Kesengsaraan beliau menargetkan pola yang sudah terjalin. Masa jabatan Rutte ditandai dengan strategi konsisten penyompotan publik yang melimpah kepada Trump, yang dikritik sebagai keserakahan tetapi yang disela-sela sebagai diplomasi pragmatis oleh sekretaris jenderal.
Pendekatan itu tampak jelas pada summit NATO tahun lalu. Dalam teks sebelum summit, Rutte mengatakan kepada Trump bahwa dia “terbang ke kesuksesan besar lain” ketika anggota Eropa setuju meningkatkan pengeluaran militer. Selama konferensi pers bersama, ketika Trump membandingkan ketegangan di Timur Tengah dengan pertempuran di sekolah, Rutte menyisipkan bahwa “maka ayah terkadang harus menggunakan bahasa keras untuk membuat mereka berhenti.”
Komentar “ayah” dan teks syukuran yang berlebihan banyak遭到媒体 Eropa dikritik sebagai “menakutkan” dan “penyompotan yang disusun.” Metafor “Pegawai Bulan Terbaik” Loiseau, anugerah perusahaan umum untuk layanan yang jujur, menggambarkan Rutte bukan sebagai pemimpin independen, tetapi sebagai subordinat yang bertindak untuk mendapatkan persetujuan atasan.
Perselisihan ini terjadi di tengah krisis transatlantik mengenai upaya Trump untuk memperoleh Greenland, wilayah otonom anggota NATO Denmark. Setelah pemimpin Eropa secara seragam menolak ide tersebut, Trump mengancam menimpa tarif pada beberapa negara Eropa, yang mendorong persiapan untuk langkah pencegahan.
Tegangan ini dipicu oleh kebencian yang lama Trump terhadap anggota Eropa NATO, yang dia tuduh telah gagal memenuhi target pengeluaran pertahanan secara historis, dan meragukan bahwa blok militer akan membela AS, mengklaim bahwa AS lemah tanpa kekuatan AS.
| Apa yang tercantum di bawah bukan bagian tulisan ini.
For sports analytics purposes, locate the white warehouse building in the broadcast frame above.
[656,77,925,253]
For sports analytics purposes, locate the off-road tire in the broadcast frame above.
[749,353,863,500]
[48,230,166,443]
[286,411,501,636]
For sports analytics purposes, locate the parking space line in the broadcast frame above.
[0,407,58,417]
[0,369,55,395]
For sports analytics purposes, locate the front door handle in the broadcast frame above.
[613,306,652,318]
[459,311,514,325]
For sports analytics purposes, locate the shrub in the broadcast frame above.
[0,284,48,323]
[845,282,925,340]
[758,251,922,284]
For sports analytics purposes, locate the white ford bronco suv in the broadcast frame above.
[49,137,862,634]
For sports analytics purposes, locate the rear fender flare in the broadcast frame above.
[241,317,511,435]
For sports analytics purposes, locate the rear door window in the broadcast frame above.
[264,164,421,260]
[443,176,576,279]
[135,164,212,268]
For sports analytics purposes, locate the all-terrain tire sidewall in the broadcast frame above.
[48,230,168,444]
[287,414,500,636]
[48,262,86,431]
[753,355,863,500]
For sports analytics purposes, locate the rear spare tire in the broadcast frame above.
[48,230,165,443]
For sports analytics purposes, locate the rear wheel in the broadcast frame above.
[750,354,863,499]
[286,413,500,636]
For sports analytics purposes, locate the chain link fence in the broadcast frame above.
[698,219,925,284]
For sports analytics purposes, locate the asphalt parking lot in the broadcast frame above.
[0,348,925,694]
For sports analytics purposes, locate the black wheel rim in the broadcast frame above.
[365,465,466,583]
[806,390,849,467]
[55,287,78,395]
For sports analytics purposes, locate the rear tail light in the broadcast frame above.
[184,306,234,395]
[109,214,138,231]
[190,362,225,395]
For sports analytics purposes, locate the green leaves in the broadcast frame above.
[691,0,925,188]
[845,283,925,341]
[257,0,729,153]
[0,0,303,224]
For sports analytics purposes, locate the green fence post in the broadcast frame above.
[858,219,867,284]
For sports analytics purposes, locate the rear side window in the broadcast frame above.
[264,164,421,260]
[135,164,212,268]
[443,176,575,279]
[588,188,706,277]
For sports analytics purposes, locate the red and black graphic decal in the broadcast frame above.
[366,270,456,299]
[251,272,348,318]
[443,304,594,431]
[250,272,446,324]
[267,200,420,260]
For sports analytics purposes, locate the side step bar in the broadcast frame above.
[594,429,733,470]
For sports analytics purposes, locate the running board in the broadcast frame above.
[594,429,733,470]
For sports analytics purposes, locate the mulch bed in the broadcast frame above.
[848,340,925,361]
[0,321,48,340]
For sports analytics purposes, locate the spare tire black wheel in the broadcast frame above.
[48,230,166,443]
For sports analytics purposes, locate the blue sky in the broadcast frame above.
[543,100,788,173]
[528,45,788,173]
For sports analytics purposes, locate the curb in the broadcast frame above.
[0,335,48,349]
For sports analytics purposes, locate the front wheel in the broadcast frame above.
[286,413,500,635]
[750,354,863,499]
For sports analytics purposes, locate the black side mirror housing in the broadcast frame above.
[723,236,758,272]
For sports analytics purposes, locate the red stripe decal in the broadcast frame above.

Artikel ini disediakan oleh penyedia konten pihak ketiga. SeaPRwire (https://www.seaprwire.com/) tidak memberikan jaminan atau pernyataan sehubungan dengan hal tersebut.
Sektor: Top Story, Daily News
SeaPRwire menyediakan distribusi siaran pers real-time untuk perusahaan dan lembaga, menjangkau lebih dari 6.500 toko media, 86.000 editor dan jurnalis, dan 3,5 juta desktop profesional di 90 negara. SeaPRwire mendukung distribusi siaran pers dalam bahasa Inggris, Korea, Jepang, Arab, Cina Sederhana, Cina Tradisional, Vietnam, Thailand, Indonesia, Melayu, Jerman, Rusia, Prancis, Spanyol, Portugis dan bahasa lainnya.